Publié par Marie-Aude in : Habiba, Maroc , rétrolien

Cette année là, Aziz ne fit pas le sacrifice avec nous. Quand il m’annonça qu’il allait partir là-bas, pour tuer le mouton avec elle, je me sentis dépossédée de tout. S’il y a chez nous une fête de la famille, c’est bien celle là, où le père tue un mouton pour ses enfants, en souvenir du premier sacrifice d’Abraham. Un homme sans femme ne tue pas le mouton, un homme sans enfant non plus, il mange le mouton de son père. Et moi, qui allait tuer le mouton ? Qui allait égorger la bête en prononçant les paroles rituelles, apporter la chance sur nous pour l’année à venir ? Il avait quatre enfants ici, et il partait là-bas égorger une bête, pour une fille dont le ventre était toujours vide !

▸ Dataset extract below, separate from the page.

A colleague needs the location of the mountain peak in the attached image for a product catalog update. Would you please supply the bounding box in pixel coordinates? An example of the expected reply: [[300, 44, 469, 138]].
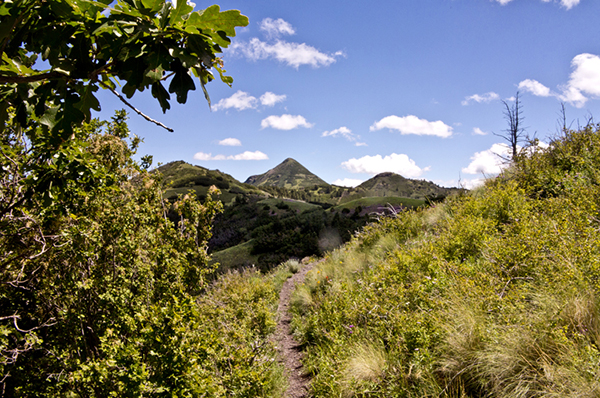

Cette nuit là, les portes ont claqué dans notre petite maison. Youssef a crié, pour la première fois sans doute. Et au téléphone, Aziz s’est énervé avec son père, à qui il demandait de venir ici, tuer pour lui notre bête.
Mes filles se sont réveillées, elles sont venues dans mon lit, et je les ai bercées, heureuse pour une fois qu’elles ne comprennent pas assez le berbère pour comprendre ce qui se passait, et perdre leur respect pour leur père.

Mais rien n’y a fait, il est parti, comme aux vacances suivantes il est parti seul, nous laissant à la garde de son père, auquel il ne parlait plus entretemps. Et c’est Ami Hassan, vieux et fatigué, qui est venu nous chercher en voiture, et nous a emmenés là-bas, car Youssef ne pouvait pas nous prendre tous. J’étais comme une veuve, avec un mari qui courait ailleurs, comme une veuve qui ne pouvait pas se remarier, une veuve qui devait tous les soirs, quand Aziz était là, lui sourire, lui préparer à manger, le satisfaire. Car j’avais toujours la peur au ventre, qu’il me divorce, et que je doive rentrer au pays sans mes enfants.

De longues années se sont passées ainsi, un semblant de famille, avec un père qui n’était là que pour les moments qui ne comptent pas. Mâalou est morte, et c’est ma mère qui règne sur le douar maintenant. Tous mes frères et sœurs sont mariés, ont des enfants, et les plus âgés d’entre eux sont mariés. Ami Hassan est mort aussi, et Lalla Zahra est restée au pays. C’était encore plus difficile pour moi de partir là-bas.
J’ai eu encore un fils, et puis j’ai fait ce qu’il fallait pour ne plus porter d’enfant, car je ne voulais pas donner cela à Aziz. La marrakchia restait stérile, sans doute les herbes qu’elle mangeait, et cela me faisait plaisir, car je savais bien qu’elle devait avoir peur d’être répudiée, là-bas c’est si facile.
Mais elle gardait la main sur Aziz, toujours il partait là-bas. Ses voyages nous coûtaient cher, et je voyais mes enfants moins bien habillés que ceux de Youssef, notre étage moins confortable.

Peu à peu, Aziz m’enlevait mes fils, il emmenait maintenant Hassan avec lui au Maroc pour la grande fête, il pouvait tuer le mouton devant son aîné, et finalement mes filles et moi, nous n’étions que des femmes sans importance. Quand ses filles se marieraient, elles quitteraient la famille pour toujours, et moi… je n’étais plus rien pour lui, qu’une servante qui n’arrivait pas à sourire. Dès que Brahim, le petit, a été assez grand pour se passer de moi quelques jours, il est parti avec son père.

Aziz vieillissait mal, il devenait irritable, il se plaignait d’être brimé dans son travail, parce qu’il était marocain, mais Youssef m’expliquait que le mauvais caractère de mon mari et ses fréquentes absences lui faisait du tort. Mes filles perdaient leur respect, et je n’arrivais pas à les empêcher de répondre à leur père. Alors il les corrigeait, et elles faisaient semblant de se soumettre. Mais ce n’était que la peur qui parlait.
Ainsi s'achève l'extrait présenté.